Principales valores de conservación

Área representativa de la región precordillerana de la provincia, desde donde se disfruta una vista panorámica de la Ciudad de Mendoza en contacto con la naturaleza. Divisadero es un sitio de privilegio para apreciar un compendio de más de 200 millones de años expuestos a la vista del visitante, ideal para comprender la secuencia de períodos geológicos. También esta reserva cuenta con hallazgos paleontológicos, vestigios de asentamientos humanos primitivos y restos de una explotación minera ligada a la historia de la Mendoza de antaño. Todo ello la convierten en un aula a cielo abierto.

SENDERISMO/TREKKING

Divisadero Largo es un área protegida muy cercana a la ciudad de Mendoza que ofrece a los visitantes una amplia gama de alternativas en senderismo. Desde una caminata accesible para toda la familia –a la manera de un paseo ambiental- hasta un circuito de trekking largo de cierto grado de dificultad. 

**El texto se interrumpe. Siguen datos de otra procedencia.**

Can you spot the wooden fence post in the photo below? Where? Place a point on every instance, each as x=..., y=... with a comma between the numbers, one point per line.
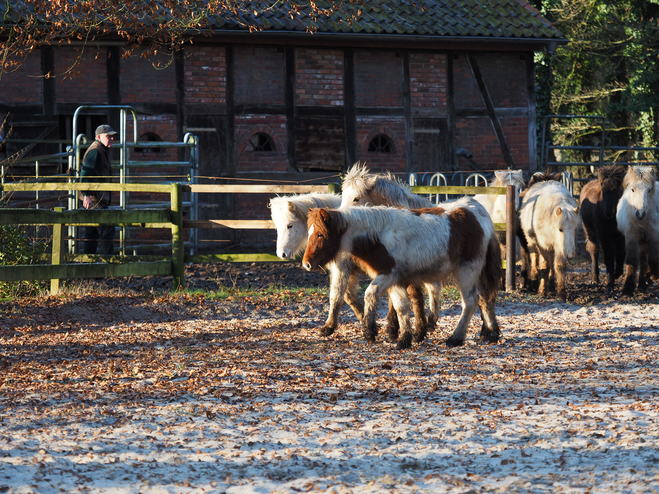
x=334, y=188
x=511, y=237
x=178, y=266
x=57, y=252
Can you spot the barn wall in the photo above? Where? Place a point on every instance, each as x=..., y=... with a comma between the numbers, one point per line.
x=428, y=84
x=367, y=129
x=505, y=77
x=378, y=79
x=148, y=80
x=302, y=99
x=81, y=76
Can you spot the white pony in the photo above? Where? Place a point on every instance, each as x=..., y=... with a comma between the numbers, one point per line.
x=638, y=220
x=289, y=214
x=549, y=218
x=360, y=187
x=398, y=247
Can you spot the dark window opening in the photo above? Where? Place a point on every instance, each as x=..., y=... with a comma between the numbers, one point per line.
x=149, y=137
x=381, y=144
x=261, y=142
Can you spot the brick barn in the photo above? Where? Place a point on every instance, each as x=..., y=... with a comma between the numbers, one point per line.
x=407, y=87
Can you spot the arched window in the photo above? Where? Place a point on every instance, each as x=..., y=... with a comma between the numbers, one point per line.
x=149, y=137
x=261, y=142
x=381, y=143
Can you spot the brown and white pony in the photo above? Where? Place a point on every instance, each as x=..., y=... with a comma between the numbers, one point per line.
x=599, y=201
x=527, y=283
x=638, y=220
x=289, y=214
x=400, y=247
x=549, y=218
x=361, y=187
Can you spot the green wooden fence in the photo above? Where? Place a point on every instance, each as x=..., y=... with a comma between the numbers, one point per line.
x=66, y=266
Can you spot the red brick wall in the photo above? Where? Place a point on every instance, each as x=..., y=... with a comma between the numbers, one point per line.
x=428, y=84
x=394, y=128
x=477, y=135
x=205, y=75
x=81, y=77
x=148, y=80
x=164, y=126
x=318, y=77
x=255, y=161
x=504, y=76
x=260, y=75
x=378, y=79
x=23, y=85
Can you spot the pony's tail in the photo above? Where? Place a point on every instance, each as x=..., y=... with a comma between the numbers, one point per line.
x=490, y=279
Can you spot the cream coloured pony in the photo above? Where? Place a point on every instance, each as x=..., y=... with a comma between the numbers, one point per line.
x=638, y=220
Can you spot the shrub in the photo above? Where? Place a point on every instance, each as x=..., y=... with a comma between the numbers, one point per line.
x=16, y=248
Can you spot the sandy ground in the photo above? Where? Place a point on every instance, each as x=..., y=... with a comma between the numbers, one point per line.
x=130, y=393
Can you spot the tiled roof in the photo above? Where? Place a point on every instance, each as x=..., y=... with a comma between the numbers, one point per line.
x=509, y=19
x=444, y=18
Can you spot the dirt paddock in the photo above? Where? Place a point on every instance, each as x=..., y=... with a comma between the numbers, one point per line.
x=121, y=387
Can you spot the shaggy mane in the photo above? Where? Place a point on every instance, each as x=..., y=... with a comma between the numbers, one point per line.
x=508, y=177
x=385, y=187
x=638, y=174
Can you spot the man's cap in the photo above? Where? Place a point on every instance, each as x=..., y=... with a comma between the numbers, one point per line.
x=105, y=129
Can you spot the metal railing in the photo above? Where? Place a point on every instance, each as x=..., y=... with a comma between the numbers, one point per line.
x=128, y=169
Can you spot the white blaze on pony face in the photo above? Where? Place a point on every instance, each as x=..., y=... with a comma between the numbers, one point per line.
x=567, y=222
x=291, y=230
x=350, y=198
x=639, y=196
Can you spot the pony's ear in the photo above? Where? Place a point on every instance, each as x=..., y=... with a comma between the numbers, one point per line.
x=297, y=212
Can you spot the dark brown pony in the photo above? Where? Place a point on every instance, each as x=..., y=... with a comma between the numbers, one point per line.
x=599, y=201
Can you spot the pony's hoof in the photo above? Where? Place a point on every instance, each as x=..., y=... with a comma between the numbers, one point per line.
x=392, y=334
x=404, y=343
x=370, y=333
x=419, y=337
x=489, y=337
x=453, y=342
x=327, y=331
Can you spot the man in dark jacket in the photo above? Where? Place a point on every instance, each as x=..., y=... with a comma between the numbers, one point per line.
x=96, y=168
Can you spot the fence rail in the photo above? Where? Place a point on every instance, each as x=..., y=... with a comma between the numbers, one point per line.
x=172, y=218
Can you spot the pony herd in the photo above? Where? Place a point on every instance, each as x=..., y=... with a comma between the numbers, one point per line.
x=407, y=245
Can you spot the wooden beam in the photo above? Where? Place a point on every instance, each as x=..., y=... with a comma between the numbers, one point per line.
x=234, y=258
x=74, y=271
x=489, y=105
x=233, y=224
x=259, y=189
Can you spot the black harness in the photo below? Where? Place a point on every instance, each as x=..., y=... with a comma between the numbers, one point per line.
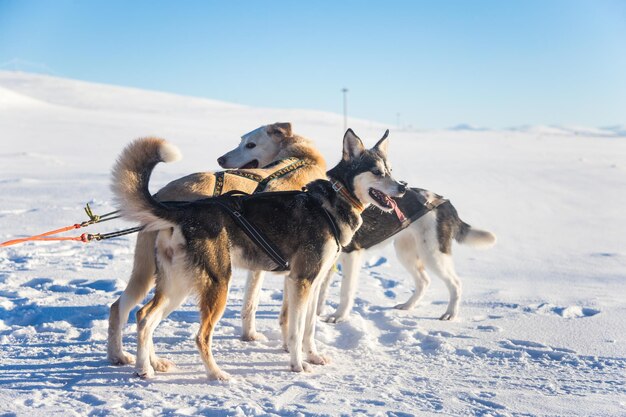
x=232, y=203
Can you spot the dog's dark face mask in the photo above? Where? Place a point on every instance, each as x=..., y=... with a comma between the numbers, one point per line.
x=366, y=172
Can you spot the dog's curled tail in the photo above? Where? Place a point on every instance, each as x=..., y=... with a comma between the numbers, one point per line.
x=131, y=176
x=467, y=235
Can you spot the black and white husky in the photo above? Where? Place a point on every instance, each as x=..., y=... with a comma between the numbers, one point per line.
x=425, y=244
x=204, y=242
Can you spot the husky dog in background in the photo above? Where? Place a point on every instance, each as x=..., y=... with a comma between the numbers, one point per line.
x=267, y=144
x=203, y=242
x=422, y=241
x=425, y=244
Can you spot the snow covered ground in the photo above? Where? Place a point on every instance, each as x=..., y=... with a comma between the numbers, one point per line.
x=541, y=332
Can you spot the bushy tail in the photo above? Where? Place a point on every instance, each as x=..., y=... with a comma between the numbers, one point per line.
x=131, y=175
x=475, y=237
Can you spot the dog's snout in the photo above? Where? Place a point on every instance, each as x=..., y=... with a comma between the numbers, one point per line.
x=402, y=187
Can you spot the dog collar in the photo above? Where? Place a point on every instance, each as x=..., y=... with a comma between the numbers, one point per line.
x=341, y=190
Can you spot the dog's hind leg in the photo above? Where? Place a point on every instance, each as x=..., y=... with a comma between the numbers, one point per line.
x=250, y=305
x=283, y=319
x=351, y=266
x=298, y=290
x=212, y=284
x=212, y=305
x=148, y=317
x=406, y=251
x=309, y=345
x=443, y=266
x=324, y=291
x=141, y=281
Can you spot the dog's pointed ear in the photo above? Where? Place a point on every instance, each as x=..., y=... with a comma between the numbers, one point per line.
x=283, y=130
x=383, y=144
x=352, y=146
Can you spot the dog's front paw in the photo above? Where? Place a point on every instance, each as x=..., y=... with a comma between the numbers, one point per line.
x=145, y=373
x=163, y=365
x=403, y=306
x=219, y=375
x=121, y=358
x=301, y=367
x=335, y=318
x=253, y=337
x=317, y=359
x=447, y=316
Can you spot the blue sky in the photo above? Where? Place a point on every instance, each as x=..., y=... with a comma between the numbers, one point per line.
x=436, y=63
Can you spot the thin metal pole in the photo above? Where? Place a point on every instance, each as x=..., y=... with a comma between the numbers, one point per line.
x=345, y=108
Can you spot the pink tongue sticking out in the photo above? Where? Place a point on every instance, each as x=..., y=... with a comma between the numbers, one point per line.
x=396, y=209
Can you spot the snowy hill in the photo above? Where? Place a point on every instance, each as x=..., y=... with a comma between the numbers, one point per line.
x=541, y=330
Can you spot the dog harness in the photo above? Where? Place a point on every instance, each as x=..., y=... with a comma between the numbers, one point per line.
x=233, y=203
x=281, y=168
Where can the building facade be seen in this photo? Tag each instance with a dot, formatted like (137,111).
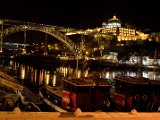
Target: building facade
(114,27)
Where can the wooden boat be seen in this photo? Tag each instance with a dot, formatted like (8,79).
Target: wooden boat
(88,94)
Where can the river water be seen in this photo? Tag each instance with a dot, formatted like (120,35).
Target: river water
(34,75)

Por los senderos dispuestos para el público se pueden ver distintos afloramientos rocosos que nos llevan a descubrir los misterios de las profundidades de la Tierra, así como conocer y disfrutar del típico paisaje del piedemonte mendocino.
Esta reserva también oficia de “aula ambiental” para las cientos de visitas escolares que llegan a ella diariamente para conocer sus atractivos, pero también como introducción al conocimiento de la Red de Áreas Protegidas de Mendoza y sus respectivos ambientes.
Duración
• Paseo Ambiental: 30 minutos.
• Circuito Corto: de 1 a 2 hs.
• Circuito Medio: de 2 a 3 hs.
• Circuito Largo: de 3 a 5 hs.

Distancia en kilómetros
Ciudad de Mendoza – Área Natural Protegida Divisadero Largo 8 km

Acceso
A 8 km al norte de la Ciudad de Mendoza por la Ruta Provincial 99 -Circuito Papagayos-, a 50 m del paredón del dique Papagayos, desvío hacia el Oeste por huella interna hasta la seccional de guardaparques (a 700 m).
Temporada: Todo el año.

Ingreso para Grupos Estudiantiles: Deben pedir turno en el Centro de Visitantes de las Áreas Naturales Protegidas de la Dirección de Recursos Naturales Renovables -teléfono 0261-4258751-, personalmente en Av. San Martín 1143, 1º piso de la Ciudad de Mendoza o a través del correo electrónico: Esta dirección de correo electrónico está protegida contra spambots. Usted necesita tener Javascript activado para poder verla.. Sólo se otorgan dos turnos por día -hasta el 15 de noviembre- y un sólo turno del 16 de noviembre al 15 de diciembre. Cada grupo no puede superar el máximo de 40 (cuarenta) personas en total por turno.

Se recomienda ir con guía habilitado.


Otros valores a preservar (Síntesis de 1 párrafo)
El área constituye un ecotono de precordillera y llanura que protege flora y fauna. Su valor paisajístico, su vista de la ciudad y su cercanía a la misma hacen que esta área –dentro de la red de áreas naturales protegidas- tenga un alto número de visitas de interés turístico y educativo.
Además de su gran riqueza geológica, paleontológica e histórica posee valores antropológicos y arqueológicos que contribuyen a reconstruir el pasado remoto de la vida humana en el lugar.

Antropología

El pasado del presente
Los primeros humanos que ocuparon el terreno que actualmente pertenece a esta reserva y sus alrededores, lo hicieron hace 3.000 años atrás, desde la Prehistoria. La evidencia del pasado sobre estos antiguos pobladores, se hace presente en la zona de Colonia Papagayos -único sitio en el que se recuperaron restos huarpes-, donde se encontraron trozos de cerámica tipo Viluco de hace 400 años. Probablemente allí existió una población establecida en relación a la disponibilidad de agua del arroyo. Cada una de estas comunidades, se presume, tenía tareas específicas y contaba con pocos integrantes. De esta forma, las mismas podían movilizarse en torno a un campamento central que, de todos modos no se asentaba en el mismo lugar durante todo el año, sino que se regían estacionalmente.
La actividad socio-económica de estos grupos cazadores-recolectores, estaba orientada a la explotación de los recursos naturales, específicamente la caza de guanacos y ñandúes y el uso de algarrobo y chañar. Precisamente utilizaban el cerro Divisadero Largo, que da nombre a la reserva, para avistar animales a gran distancia, ya que este punto se encuentra a 1206 m y permite la vista panorámica de la planicie donde actualmente se ubica la ciudad de Mendoza. Las herramientas y armas de caza con que contaban, eran laboriosamente talladas en las rocas -principalmente silíceas- que encontraban disponibles en este ambiente de piedemonte e incluso en la precordillera.